Sembra che i comunicati di Dindalini siano scritti solo per coprire la totale assenza politica del suo partito nelle dinamiche aretine e per mascherare dall'opinione pubblica le sue ormai irreversibili divisioni e faide politiche interne. L'impressione è che questa sia una ulteriore pezza per sopperire alle mancanze dei consiglieri comunali del suo partito.
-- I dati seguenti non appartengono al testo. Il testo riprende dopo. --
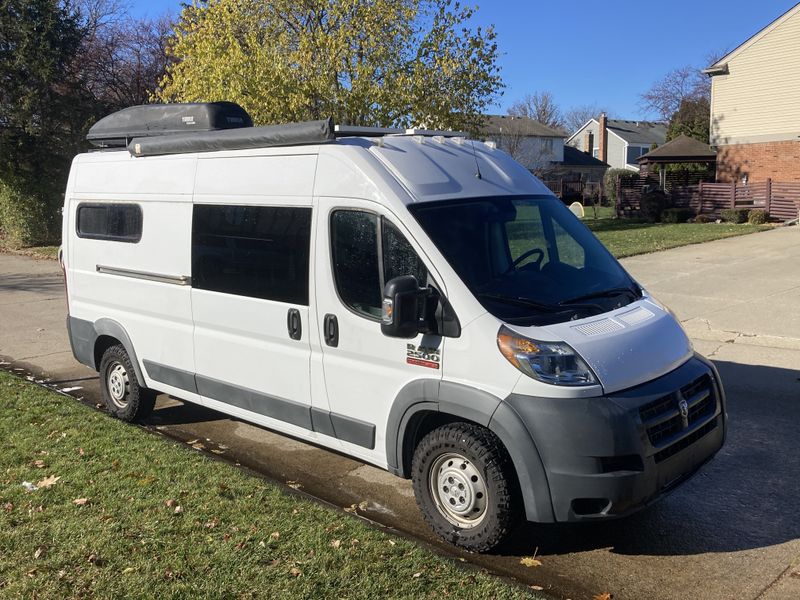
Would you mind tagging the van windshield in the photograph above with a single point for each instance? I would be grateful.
(528, 260)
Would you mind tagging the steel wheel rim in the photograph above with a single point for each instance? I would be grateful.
(458, 489)
(118, 384)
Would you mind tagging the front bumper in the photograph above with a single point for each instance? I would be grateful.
(609, 456)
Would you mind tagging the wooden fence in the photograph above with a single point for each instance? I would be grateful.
(780, 200)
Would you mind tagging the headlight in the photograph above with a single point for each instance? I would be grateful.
(551, 362)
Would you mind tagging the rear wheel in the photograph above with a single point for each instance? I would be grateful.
(465, 486)
(125, 398)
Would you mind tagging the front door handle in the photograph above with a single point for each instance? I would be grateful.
(293, 324)
(331, 328)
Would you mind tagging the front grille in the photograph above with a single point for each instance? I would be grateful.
(666, 425)
(685, 442)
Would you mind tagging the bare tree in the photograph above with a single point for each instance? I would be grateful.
(577, 116)
(122, 58)
(685, 83)
(539, 106)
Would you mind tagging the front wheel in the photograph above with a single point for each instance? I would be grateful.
(125, 398)
(465, 486)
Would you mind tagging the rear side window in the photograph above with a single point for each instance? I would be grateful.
(254, 251)
(367, 252)
(112, 222)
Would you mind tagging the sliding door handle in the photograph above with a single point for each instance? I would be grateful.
(293, 324)
(331, 328)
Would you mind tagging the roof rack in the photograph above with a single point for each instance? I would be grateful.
(358, 131)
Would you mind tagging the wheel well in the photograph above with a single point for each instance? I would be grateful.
(103, 343)
(420, 425)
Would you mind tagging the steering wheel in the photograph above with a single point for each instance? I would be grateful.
(529, 253)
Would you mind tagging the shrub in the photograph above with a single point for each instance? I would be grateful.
(734, 215)
(610, 181)
(26, 219)
(704, 219)
(757, 216)
(652, 205)
(676, 215)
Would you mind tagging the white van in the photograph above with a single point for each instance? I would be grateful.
(416, 300)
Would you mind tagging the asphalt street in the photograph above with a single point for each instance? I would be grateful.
(731, 532)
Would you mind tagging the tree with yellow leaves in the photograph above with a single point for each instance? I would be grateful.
(363, 62)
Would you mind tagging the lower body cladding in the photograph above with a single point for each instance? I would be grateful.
(609, 456)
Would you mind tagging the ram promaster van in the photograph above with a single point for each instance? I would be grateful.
(414, 299)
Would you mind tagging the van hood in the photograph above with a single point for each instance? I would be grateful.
(626, 347)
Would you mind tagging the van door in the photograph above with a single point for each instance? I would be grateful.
(360, 247)
(250, 302)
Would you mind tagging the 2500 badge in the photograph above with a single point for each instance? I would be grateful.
(423, 356)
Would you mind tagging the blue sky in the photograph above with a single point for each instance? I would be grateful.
(585, 51)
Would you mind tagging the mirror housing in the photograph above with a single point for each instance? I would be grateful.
(401, 303)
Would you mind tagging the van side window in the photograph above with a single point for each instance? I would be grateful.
(399, 257)
(358, 270)
(111, 222)
(254, 251)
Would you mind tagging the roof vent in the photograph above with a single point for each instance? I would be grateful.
(117, 129)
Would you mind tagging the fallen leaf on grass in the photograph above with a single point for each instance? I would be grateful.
(530, 561)
(48, 482)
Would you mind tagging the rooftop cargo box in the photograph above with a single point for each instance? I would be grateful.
(117, 129)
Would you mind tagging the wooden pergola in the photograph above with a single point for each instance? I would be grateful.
(681, 150)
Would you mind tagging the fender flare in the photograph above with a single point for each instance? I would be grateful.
(429, 395)
(111, 328)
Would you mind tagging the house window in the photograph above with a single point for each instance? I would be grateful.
(110, 222)
(635, 152)
(253, 251)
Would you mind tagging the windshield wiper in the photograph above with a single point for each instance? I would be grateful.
(610, 293)
(521, 302)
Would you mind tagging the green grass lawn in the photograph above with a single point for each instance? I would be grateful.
(137, 516)
(624, 237)
(50, 252)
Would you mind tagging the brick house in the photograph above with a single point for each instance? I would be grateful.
(755, 105)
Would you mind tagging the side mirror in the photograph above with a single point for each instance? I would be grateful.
(401, 303)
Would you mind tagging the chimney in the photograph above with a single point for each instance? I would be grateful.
(603, 138)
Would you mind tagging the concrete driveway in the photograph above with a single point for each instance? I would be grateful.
(731, 532)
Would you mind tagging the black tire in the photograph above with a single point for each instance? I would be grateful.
(476, 503)
(124, 396)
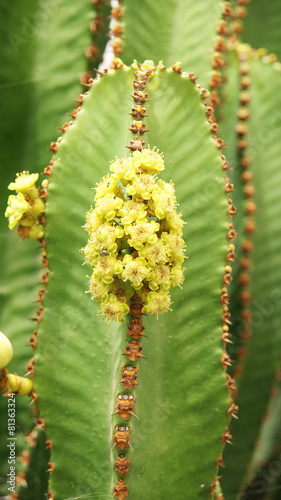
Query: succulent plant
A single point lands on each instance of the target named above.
(136, 393)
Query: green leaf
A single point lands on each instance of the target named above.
(183, 401)
(42, 58)
(267, 15)
(263, 356)
(181, 31)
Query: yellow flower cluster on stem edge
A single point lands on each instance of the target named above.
(10, 382)
(135, 237)
(26, 207)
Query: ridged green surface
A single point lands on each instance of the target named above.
(268, 16)
(182, 30)
(230, 107)
(183, 399)
(19, 263)
(264, 347)
(41, 59)
(59, 63)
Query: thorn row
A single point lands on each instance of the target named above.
(230, 257)
(92, 52)
(125, 403)
(218, 59)
(116, 31)
(138, 111)
(240, 11)
(245, 298)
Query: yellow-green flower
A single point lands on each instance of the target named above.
(142, 232)
(23, 182)
(135, 237)
(157, 303)
(135, 270)
(124, 169)
(114, 309)
(108, 205)
(149, 161)
(106, 186)
(141, 187)
(132, 211)
(154, 253)
(17, 207)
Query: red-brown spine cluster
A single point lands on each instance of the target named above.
(243, 115)
(240, 11)
(227, 278)
(116, 31)
(218, 56)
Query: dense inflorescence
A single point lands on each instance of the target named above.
(135, 237)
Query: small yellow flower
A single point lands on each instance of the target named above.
(149, 161)
(132, 211)
(142, 232)
(17, 207)
(135, 270)
(174, 246)
(160, 275)
(124, 169)
(141, 187)
(36, 231)
(114, 309)
(23, 182)
(93, 221)
(157, 302)
(108, 205)
(98, 289)
(106, 186)
(6, 350)
(154, 253)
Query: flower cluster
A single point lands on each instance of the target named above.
(135, 237)
(26, 207)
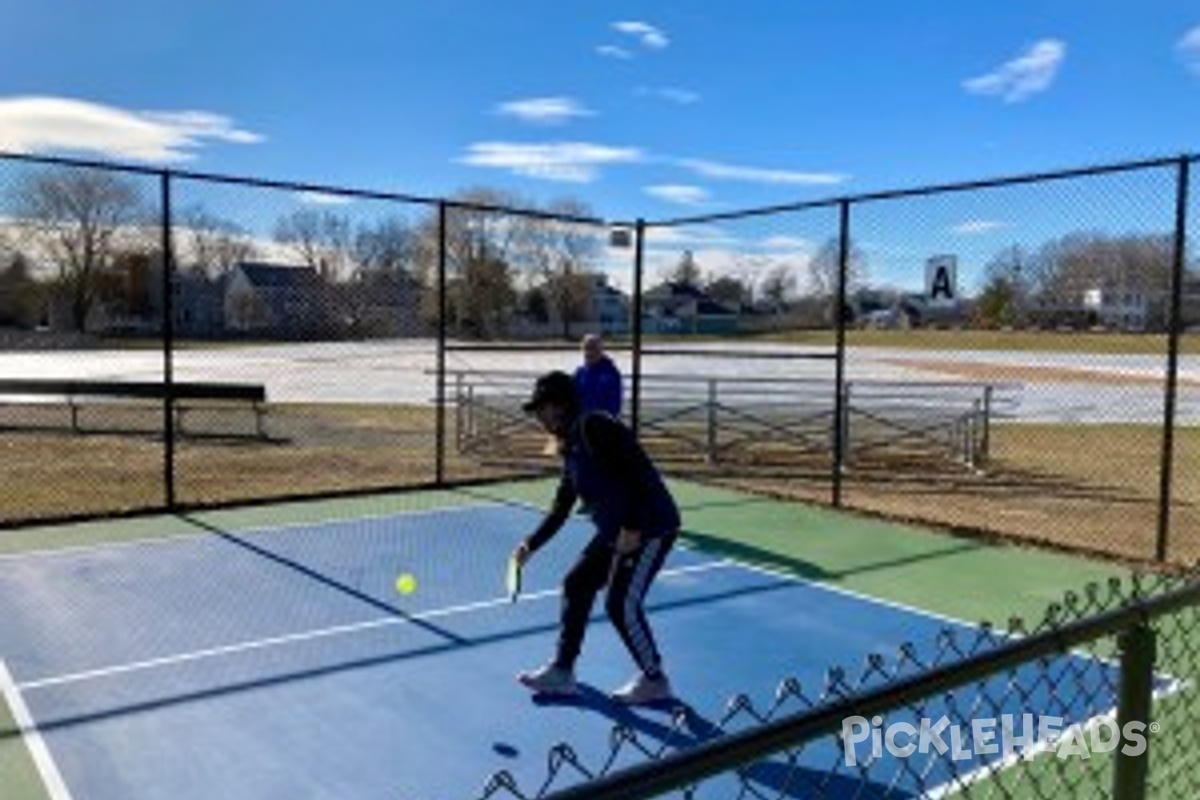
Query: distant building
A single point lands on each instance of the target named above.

La verità è che Ghinelli sta dando una sterzata forte ad Arezzo e Forza Italia ha posto la sua responsabilità di partito di governo al servizio di questo cambiamento.
Le scatole vuote lasciate dal Pd finto renziano di Arezzo devono essere riempite di contenuti, ma non sempre e non a tutti i costi. Anche i poltronifici politici sono ormai terminati e questo probabilmente preoccupa coloro che facevano parte di quel sistema.
Questa è la diversità culturale che rimarca la netta differenza fra un'amministrazione che pensa agli aretini, e un'altra che pensa solo ai propri amici politici.